Il s'y brasse beaucoup d'idées. Ce qui fait à dire à l'un des participants, Charles Victor de Bonstetten :

« Il se dépense à Coppet plus d’esprit en un jour que dans maints pays en un an ».

Olivier Meuwly fait une rétrospective des origines du libéralisme en Suisse romande au XIXe siècle. Il souligne qu'il y existe non pas un, mais plusieurs libéralismes. A Genève par exemple le libéralisme subit l'influence des conservateurs, tandis qu'en Vaud le libéralisme précède et prolonge la libération de Berne.

Les libéraux romands sont surtout des praticiens. Ils écrivent des articles de presse plutôt que des livres. Pragmatiques les penseurs helvétiques élaborent des synthèses adaptées à la Suisse.

On retiendra les noms de Frédéric-César de La Harpe, lecteur de Jean-Baptiste Say et de Benjamin Constant, d'Etienne Dumont, d'Alexandre Vinet et des frères Secrétan.

Victoria Curzon-Price évoque la Société du Mont-Pèlerin, créée en 1947 par Friedrich Hayek. Parmi les premiers membres il y avait des Suisses tels que Wilhelm Röpke ou William Rappard. Il s'agissait dans l'immédiate après-guerre de maintenir en vie les différents courants libéraux et de réfuter le socialisme à partir d'une philosophie de la liberté.

Cette société a la particularité de n'exister que pour ses seuls membres. Elle ne fait pas de prosélytisme, pas de publication, pas de conférence de presse, mais elle a donné naissance par génération spontanée à plus de 800 instituts à travers le monde.

Le libéralisme est multiforme et donne lieu à des débats très vifs au sein de la société. Mais tous les libéraux s'appuient sur un socle commun: ils reconnaissent la capacité des hommes à s'organiser eux-mêmes sans nécessité d'un léviathan.

Les libéraux divergent sur la nécessité de l'existence ou non d'un Etat. Les anarchistes libéraux refusent tout Etat. Les autres libéraux qui acceptent qu'il y ait un Etat s'entendent pour dire qu'il doit protéger les biens et les personnes et sur le fait qu'il doit être petit.

Ces libéraux divergent cependant sur les moyens à mettre en oeuvre pour empêcher que l'Etat ne devienne grand. Certains veulent y parvenir par le droit constitutionnel, d'autres par le respect du droit naturel, d'autres encore par la concurrence entre institutions.

Les libéraux néoclassiques et les libéraux autrichiens n'ont pas les mêmes principes. Pour les premiers les théories économiques s'élaborent à partir de tests empiriques. Pour les seconds, les faits n'ayant pas d'importance, ils pratiquent un individualisme méthodologique.
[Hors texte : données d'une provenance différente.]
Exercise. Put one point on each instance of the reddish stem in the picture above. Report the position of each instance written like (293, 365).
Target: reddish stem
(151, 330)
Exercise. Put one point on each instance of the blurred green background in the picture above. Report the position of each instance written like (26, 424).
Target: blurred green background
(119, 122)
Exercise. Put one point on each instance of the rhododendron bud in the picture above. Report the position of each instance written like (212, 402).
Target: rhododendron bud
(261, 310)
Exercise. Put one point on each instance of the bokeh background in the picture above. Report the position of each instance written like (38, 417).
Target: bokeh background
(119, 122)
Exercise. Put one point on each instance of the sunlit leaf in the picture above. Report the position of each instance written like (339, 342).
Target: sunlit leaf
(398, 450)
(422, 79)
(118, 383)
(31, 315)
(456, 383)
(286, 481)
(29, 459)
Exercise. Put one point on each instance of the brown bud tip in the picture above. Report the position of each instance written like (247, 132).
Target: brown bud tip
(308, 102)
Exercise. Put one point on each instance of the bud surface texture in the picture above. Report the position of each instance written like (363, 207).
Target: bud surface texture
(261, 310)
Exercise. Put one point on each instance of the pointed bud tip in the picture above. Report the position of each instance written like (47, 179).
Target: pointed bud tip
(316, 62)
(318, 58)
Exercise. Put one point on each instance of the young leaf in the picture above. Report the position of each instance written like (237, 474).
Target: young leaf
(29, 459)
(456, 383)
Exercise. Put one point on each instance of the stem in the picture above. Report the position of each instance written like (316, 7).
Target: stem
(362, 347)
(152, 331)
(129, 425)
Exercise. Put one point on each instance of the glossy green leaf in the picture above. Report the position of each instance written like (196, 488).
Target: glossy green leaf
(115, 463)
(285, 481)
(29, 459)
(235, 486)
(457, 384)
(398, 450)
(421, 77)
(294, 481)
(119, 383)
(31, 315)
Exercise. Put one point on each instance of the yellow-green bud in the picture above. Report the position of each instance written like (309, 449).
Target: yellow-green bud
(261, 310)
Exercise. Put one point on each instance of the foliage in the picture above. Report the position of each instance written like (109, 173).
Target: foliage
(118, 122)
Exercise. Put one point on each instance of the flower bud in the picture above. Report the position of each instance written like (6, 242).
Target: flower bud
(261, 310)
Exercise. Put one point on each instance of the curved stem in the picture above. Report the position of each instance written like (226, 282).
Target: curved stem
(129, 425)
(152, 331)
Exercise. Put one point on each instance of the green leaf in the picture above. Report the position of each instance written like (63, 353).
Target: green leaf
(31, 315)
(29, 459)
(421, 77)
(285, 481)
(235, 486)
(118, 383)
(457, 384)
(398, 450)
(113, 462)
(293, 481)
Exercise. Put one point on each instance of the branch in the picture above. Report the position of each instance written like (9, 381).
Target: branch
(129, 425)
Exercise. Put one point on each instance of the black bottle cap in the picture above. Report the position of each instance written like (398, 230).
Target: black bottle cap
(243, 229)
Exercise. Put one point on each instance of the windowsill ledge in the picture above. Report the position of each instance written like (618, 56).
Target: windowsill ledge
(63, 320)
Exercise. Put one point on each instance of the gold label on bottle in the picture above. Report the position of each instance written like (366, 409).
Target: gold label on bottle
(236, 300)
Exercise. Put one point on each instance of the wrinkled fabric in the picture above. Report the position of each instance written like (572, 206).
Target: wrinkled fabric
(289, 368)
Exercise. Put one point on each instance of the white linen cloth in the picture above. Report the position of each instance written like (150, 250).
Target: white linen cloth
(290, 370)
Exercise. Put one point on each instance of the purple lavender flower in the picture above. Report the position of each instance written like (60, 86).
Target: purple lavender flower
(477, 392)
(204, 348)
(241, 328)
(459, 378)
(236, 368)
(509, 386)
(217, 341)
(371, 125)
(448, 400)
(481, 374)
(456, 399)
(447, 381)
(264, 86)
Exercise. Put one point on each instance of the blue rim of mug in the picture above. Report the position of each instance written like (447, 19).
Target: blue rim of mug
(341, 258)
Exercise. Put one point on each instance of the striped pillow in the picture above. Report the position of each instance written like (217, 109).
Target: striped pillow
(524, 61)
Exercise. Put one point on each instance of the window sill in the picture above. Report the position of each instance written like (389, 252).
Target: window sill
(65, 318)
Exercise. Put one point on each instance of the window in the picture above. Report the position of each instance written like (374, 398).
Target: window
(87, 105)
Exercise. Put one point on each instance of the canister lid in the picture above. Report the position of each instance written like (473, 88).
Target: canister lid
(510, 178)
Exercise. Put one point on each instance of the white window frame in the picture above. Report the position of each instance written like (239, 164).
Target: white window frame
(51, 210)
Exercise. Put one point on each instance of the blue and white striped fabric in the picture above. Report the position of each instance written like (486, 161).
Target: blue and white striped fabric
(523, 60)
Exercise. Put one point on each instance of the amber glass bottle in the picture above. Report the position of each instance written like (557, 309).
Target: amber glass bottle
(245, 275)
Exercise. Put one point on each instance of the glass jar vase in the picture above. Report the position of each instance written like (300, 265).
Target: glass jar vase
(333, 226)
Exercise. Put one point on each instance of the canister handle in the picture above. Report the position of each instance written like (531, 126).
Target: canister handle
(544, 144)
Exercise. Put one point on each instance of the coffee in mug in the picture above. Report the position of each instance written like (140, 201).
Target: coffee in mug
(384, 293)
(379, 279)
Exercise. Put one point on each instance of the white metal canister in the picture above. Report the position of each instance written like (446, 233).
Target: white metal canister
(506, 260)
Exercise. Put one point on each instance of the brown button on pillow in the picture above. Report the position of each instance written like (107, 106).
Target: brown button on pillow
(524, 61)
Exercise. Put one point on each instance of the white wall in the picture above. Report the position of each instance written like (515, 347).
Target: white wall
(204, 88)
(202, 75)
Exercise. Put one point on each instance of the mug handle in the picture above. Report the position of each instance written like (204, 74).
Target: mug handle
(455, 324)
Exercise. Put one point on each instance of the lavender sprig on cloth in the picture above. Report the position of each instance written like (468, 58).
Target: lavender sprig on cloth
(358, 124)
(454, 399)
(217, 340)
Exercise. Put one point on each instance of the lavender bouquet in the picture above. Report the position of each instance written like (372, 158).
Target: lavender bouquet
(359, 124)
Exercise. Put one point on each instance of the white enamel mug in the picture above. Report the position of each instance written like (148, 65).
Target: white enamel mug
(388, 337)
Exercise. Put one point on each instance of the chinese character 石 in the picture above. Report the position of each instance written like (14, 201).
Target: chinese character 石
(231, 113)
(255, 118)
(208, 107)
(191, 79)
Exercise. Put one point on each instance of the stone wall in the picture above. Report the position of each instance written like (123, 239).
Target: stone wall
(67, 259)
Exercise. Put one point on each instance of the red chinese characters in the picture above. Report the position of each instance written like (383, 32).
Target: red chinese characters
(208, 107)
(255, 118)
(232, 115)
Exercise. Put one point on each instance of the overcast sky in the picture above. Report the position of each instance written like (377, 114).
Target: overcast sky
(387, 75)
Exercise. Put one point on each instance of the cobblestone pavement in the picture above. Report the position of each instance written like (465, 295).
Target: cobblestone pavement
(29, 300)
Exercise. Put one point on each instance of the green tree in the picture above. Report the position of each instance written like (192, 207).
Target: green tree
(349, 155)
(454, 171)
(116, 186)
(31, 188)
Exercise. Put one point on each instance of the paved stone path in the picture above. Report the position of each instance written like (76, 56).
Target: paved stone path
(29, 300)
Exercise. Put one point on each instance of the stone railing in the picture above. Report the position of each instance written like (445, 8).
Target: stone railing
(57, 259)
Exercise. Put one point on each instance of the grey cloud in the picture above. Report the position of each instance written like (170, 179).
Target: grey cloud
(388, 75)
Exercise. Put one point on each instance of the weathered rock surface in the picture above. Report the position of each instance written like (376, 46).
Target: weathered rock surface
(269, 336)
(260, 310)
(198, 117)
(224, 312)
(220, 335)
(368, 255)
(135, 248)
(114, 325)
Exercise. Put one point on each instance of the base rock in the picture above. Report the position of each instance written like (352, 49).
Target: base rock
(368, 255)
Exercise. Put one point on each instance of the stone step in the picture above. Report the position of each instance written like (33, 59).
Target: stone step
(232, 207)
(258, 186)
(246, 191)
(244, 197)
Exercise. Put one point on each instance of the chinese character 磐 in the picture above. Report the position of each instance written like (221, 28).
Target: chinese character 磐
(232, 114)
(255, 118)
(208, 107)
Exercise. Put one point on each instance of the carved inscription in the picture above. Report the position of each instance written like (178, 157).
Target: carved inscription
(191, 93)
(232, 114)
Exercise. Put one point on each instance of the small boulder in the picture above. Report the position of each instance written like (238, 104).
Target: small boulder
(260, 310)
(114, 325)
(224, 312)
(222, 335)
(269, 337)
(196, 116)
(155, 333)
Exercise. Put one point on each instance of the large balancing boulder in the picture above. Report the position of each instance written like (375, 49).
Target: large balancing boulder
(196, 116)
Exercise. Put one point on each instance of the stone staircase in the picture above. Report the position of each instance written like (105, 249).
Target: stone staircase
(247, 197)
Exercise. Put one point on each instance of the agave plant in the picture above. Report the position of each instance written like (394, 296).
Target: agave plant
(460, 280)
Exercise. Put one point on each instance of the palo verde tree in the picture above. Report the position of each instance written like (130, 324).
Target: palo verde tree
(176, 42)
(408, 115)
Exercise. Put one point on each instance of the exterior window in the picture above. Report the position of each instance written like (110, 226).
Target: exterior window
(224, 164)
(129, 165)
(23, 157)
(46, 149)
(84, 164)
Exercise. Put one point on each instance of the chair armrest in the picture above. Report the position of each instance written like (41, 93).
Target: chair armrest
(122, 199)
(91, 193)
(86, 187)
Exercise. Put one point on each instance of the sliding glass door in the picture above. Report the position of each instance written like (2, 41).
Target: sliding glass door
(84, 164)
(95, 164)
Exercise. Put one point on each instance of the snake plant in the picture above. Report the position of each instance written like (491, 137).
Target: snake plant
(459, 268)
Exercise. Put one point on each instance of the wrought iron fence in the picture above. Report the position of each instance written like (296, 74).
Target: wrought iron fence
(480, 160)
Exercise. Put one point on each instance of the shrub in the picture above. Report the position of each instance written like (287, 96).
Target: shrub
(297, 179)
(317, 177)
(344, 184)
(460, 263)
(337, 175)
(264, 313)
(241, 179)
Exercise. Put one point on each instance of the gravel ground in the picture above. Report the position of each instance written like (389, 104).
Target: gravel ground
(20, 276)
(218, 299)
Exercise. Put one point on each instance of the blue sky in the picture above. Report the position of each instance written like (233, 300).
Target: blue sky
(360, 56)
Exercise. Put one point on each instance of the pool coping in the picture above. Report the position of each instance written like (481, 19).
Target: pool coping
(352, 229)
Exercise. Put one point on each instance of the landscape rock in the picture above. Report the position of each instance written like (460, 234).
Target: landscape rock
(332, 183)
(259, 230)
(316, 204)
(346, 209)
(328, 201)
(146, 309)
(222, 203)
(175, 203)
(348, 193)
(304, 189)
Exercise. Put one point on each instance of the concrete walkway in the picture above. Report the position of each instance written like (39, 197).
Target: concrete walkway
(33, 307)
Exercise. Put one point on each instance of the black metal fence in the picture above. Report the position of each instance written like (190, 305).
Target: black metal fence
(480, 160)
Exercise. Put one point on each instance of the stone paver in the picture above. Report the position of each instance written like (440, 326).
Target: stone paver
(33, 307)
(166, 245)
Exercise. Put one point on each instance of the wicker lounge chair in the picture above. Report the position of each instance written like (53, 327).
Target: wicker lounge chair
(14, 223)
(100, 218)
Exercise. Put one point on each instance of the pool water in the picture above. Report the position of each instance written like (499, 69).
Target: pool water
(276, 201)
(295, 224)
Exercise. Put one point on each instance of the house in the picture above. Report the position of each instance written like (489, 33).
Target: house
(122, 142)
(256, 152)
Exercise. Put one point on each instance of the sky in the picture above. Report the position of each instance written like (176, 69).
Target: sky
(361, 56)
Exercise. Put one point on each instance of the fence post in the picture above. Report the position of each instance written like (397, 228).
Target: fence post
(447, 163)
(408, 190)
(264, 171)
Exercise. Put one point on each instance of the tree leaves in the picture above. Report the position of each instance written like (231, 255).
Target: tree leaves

Il n'est pas donc pas étonnant que les autrichiens récusent les concepts macro-économiques, tandis que les néo-classiques vivent avec. Ces derniers se partagent entre ceux qui acceptent l'existence d'une banque centrale et ceux qui la considèrent comme néfaste et sont favorables à la concurrence des monnaies.

Pascal Salin a été déçu. La chute du mur de Berlin n'a pas ouvert les yeux sur le collectivisme. Le retour à la démocratie a permis de masquer les erreurs passées.

Deux courants dominent aujourd'hui: la social-démocratie et l'anti-libéralisme. Ils s'opposent tous deux au libéralisme qui se caractérise par le respect de la liberté individuelle.

Au besoin, la démocratie ne respecte pas la liberté individuelle et peut, de nos jours, s'avérer totalitaire. On est donc loin d'une situation où la liberté fleurirait dans le monde.

Aussi est-il nécessaire de rappeler que le libéralisme n'est pas une apologie de l'égoïsme, mais de l'individualisme. Pour les libéraux le comportement individuel est en effet une méthode d'analyse. Ainsi, par exemple, pour le courant autrichien, l'important se trouve dans la tête des gens. C'est pourquoi il faut, selon lui, raisonner autrement qu'en termes de catégories.

Qu'est-ce donc que le libéralisme? Une philosophie morale, une approche scientifique, une conception réaliste de la nature humaine. Car toute action humaine résulte d'un processus de pensée et les richesses sont le produit de l'esprit humain.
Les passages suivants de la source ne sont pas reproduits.